The family was due soon at a funeral home in Brooklyn, where the body of Chang Jiechi was being prepared. But Sam Chang remained where he was, gazing at the complex of gray courthouses and office buildings around him. He needed a moment of solitude, this man caught between the yin and the yang of life. How badly he wanted to slough off the hard, the masculine, the traditional, the authoritarian--the aspects of his past life in China--and embrace the artistic, the feminine, the intuitive, the new: all that the Beautiful Country represented. But how difficult it was to do this. Mao Zedong, he reflected, had tried to abolish old customs and ideas with a simple decree and had nearly destroyed his country as a result.

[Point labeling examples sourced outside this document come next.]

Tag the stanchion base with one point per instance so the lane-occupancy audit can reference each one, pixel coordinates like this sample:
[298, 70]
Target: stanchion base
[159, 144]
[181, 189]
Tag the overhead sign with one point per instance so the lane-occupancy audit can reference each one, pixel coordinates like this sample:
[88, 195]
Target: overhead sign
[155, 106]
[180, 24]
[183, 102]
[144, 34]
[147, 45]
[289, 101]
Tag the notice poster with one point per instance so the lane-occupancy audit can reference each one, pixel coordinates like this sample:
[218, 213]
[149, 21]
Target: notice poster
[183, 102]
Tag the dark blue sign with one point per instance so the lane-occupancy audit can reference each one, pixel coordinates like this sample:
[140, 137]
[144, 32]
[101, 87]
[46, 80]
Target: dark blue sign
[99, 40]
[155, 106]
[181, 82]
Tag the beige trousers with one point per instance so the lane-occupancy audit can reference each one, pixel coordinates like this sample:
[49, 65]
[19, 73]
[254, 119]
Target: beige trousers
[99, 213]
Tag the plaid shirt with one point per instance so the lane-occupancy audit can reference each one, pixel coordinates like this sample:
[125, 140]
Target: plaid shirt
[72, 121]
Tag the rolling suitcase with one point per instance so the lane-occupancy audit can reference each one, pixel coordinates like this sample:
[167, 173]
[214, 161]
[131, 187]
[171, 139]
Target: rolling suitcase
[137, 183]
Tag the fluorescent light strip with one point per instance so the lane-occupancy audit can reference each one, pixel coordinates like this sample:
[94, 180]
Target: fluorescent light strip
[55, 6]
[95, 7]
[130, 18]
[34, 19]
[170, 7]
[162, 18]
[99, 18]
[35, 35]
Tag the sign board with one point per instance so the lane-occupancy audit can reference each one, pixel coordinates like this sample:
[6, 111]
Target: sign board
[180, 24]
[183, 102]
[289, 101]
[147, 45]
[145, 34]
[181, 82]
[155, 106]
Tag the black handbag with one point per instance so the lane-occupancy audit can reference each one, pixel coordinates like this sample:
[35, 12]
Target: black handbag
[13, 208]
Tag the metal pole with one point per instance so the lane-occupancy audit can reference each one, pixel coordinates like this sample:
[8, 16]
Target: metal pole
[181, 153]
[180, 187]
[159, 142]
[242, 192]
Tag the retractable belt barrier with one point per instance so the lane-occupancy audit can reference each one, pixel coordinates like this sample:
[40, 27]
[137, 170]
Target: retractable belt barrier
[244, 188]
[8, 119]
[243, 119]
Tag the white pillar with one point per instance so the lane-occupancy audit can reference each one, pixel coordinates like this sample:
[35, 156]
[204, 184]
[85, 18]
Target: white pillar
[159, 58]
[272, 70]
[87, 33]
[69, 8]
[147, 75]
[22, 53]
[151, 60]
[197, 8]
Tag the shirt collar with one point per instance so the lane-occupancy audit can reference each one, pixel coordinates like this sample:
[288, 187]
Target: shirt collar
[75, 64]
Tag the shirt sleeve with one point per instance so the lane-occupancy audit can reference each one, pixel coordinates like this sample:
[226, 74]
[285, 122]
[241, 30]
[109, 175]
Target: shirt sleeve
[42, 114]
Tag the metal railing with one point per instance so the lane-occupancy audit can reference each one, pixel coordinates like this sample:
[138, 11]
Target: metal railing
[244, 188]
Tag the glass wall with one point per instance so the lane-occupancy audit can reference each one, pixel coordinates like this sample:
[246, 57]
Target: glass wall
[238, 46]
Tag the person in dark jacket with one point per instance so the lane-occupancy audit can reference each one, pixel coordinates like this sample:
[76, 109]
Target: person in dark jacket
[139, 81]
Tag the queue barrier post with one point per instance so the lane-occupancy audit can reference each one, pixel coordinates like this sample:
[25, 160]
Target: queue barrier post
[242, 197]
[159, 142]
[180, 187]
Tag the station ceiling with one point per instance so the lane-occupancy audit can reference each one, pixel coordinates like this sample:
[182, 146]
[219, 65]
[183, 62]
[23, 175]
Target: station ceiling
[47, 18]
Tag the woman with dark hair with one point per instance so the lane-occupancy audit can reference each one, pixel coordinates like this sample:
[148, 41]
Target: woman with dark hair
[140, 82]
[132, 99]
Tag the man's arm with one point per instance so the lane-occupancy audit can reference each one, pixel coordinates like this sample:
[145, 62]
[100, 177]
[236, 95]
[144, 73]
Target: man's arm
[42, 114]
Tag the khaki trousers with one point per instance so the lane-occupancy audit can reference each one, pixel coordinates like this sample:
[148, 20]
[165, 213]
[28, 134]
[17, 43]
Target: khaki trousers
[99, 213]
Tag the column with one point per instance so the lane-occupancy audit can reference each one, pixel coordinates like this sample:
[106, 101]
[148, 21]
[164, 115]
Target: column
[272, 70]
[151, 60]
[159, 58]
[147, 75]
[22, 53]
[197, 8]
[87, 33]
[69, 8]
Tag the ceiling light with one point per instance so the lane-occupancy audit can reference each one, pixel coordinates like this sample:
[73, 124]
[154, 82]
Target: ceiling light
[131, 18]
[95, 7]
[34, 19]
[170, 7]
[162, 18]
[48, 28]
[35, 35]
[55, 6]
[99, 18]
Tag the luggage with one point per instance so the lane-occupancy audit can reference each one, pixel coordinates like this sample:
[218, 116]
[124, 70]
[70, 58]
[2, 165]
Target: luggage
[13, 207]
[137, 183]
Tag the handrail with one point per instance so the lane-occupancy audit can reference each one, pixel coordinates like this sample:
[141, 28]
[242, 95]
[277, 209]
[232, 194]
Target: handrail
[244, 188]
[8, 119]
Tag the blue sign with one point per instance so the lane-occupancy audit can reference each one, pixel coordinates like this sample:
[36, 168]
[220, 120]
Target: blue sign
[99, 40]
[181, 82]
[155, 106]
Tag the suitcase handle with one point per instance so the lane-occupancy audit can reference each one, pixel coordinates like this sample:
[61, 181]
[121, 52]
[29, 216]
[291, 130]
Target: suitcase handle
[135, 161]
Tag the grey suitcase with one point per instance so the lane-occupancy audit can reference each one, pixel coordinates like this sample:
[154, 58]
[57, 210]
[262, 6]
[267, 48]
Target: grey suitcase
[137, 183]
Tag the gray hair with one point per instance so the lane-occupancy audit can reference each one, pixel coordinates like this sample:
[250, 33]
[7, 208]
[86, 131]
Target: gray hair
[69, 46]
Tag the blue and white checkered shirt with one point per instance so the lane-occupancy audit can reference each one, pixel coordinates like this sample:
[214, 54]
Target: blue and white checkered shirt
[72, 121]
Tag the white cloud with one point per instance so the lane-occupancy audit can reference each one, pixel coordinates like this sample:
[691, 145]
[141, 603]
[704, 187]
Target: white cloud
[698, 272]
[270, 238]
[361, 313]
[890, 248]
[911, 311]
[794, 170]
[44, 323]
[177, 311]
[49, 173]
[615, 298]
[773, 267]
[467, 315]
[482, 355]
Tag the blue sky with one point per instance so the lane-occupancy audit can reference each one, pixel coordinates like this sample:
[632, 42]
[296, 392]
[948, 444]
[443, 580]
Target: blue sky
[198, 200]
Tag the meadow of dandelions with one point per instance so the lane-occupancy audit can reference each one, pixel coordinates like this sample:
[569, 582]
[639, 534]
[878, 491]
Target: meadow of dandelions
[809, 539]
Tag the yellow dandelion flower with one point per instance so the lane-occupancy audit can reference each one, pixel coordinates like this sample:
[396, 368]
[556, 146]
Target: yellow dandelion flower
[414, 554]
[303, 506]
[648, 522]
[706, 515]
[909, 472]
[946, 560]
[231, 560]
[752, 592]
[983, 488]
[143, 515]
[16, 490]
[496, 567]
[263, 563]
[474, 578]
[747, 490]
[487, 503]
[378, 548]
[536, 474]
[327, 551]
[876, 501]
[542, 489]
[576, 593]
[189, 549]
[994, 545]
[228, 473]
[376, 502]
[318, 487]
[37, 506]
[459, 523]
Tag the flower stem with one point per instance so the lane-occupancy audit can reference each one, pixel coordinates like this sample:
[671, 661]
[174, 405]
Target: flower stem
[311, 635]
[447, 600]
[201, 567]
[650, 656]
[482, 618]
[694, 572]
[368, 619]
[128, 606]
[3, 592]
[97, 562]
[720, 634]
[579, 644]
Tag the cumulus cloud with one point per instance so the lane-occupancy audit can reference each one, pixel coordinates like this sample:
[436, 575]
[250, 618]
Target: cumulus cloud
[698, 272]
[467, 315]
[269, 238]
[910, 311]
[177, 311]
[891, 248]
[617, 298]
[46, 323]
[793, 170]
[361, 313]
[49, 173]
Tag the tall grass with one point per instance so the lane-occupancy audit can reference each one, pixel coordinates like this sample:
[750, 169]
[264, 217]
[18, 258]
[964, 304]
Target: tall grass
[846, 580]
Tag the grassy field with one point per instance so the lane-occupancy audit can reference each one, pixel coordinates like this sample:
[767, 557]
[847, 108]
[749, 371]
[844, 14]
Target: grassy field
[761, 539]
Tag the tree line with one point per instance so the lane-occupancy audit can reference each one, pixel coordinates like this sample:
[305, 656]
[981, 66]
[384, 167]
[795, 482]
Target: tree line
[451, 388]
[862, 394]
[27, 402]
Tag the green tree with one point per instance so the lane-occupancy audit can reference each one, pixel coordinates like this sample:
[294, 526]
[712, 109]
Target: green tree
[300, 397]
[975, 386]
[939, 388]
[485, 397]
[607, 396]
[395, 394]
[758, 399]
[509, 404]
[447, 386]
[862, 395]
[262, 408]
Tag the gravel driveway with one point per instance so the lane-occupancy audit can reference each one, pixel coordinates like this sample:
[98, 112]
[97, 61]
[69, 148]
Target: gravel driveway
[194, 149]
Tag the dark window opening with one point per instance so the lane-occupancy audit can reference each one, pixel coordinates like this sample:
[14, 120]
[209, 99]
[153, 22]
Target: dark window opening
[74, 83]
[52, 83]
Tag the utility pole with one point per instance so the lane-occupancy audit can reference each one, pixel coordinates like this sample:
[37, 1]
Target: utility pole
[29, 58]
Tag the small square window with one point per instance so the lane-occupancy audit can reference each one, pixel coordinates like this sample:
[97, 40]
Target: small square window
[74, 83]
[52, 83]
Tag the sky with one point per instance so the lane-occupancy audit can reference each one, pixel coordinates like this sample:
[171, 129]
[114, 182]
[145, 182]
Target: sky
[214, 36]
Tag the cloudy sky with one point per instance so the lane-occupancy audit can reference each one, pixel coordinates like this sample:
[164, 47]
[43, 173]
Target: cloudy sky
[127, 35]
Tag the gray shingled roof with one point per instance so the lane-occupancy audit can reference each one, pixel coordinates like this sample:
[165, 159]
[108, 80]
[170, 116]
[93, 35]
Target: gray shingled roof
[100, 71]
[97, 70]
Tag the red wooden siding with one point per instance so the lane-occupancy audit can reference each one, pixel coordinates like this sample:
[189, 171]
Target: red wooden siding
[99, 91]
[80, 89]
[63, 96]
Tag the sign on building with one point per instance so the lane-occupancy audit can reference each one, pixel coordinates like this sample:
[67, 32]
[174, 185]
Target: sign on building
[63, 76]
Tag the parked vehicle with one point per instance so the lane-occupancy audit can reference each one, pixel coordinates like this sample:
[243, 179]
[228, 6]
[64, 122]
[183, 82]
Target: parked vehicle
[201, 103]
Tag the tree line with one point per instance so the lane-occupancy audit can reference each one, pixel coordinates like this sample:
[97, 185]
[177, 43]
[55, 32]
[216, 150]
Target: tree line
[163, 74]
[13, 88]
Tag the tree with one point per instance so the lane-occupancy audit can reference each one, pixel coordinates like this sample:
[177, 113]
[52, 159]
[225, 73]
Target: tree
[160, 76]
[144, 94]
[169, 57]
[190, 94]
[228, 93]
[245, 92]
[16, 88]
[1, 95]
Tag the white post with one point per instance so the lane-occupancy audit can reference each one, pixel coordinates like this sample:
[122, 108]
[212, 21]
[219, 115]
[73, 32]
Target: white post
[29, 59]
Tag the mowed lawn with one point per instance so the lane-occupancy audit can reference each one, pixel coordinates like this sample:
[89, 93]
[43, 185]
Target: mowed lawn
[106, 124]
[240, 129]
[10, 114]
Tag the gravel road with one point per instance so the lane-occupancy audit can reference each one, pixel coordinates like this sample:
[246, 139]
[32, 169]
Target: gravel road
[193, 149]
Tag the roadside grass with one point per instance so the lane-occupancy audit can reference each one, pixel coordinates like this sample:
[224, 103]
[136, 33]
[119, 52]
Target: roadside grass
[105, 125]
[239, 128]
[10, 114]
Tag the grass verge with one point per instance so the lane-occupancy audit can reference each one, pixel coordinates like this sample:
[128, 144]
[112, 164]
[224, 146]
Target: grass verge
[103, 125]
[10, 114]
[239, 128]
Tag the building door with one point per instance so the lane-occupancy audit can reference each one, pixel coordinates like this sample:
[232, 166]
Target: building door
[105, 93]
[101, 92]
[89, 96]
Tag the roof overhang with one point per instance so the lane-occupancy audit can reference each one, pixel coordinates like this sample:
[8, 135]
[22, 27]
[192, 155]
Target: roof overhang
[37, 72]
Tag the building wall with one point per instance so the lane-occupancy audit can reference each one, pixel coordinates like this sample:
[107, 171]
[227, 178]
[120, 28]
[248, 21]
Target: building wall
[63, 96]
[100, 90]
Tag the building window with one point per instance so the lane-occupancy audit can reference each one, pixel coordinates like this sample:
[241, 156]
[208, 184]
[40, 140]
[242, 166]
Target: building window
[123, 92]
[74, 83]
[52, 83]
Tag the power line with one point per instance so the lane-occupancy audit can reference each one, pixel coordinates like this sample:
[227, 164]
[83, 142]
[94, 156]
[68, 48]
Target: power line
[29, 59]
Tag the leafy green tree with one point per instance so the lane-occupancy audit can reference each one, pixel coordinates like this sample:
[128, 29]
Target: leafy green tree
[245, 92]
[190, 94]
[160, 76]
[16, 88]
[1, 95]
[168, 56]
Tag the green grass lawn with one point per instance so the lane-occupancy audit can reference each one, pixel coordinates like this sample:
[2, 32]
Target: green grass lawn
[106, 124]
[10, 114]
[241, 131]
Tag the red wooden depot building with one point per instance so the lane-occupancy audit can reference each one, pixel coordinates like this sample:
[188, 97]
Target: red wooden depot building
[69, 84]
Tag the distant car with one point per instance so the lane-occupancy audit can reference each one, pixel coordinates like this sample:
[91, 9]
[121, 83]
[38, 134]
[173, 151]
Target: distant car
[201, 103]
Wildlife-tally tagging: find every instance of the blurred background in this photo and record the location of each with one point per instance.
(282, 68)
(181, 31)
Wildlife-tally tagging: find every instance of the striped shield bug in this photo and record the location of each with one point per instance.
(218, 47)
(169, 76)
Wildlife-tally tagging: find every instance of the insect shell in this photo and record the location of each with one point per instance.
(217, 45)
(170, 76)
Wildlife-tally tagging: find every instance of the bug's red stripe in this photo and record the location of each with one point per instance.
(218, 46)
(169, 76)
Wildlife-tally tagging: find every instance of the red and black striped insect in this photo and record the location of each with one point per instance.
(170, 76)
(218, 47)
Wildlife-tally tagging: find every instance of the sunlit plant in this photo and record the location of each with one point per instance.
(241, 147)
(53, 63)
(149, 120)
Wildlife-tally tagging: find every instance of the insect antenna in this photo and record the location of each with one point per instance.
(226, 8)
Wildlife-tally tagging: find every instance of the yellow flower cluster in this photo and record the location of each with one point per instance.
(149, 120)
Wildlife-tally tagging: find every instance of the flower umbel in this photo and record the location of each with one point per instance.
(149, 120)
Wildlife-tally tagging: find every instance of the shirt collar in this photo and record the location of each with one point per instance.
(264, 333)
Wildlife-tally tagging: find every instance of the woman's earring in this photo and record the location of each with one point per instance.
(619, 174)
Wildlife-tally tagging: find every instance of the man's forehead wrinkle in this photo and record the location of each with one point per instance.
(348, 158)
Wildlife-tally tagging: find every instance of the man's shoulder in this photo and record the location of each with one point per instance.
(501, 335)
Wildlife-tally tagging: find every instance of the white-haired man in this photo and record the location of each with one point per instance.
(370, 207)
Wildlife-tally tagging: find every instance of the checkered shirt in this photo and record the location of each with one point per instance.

No, Chang reflected, the past was with us always. But he didn't know, not yet, how to find a place for it in his future. It could be done. Look at how close in proximity was the Forbidden Palace with its ancient ghosts to Tiananmen Square with its very different spirits. But he suspected that this reconciliation would be a process that lasted for the rest of his life.

Here he was, half a world away from everything familiar, steeped in confusion and beset by challenges.

And pummeled too by the uncertainty of life in a strange land.

But some things Sam Chang did know:

That at the autumn tomb-sweeping festival he would find comfort in tidying his father's grave, leaving an offering of oranges and conversing with the man's spirit.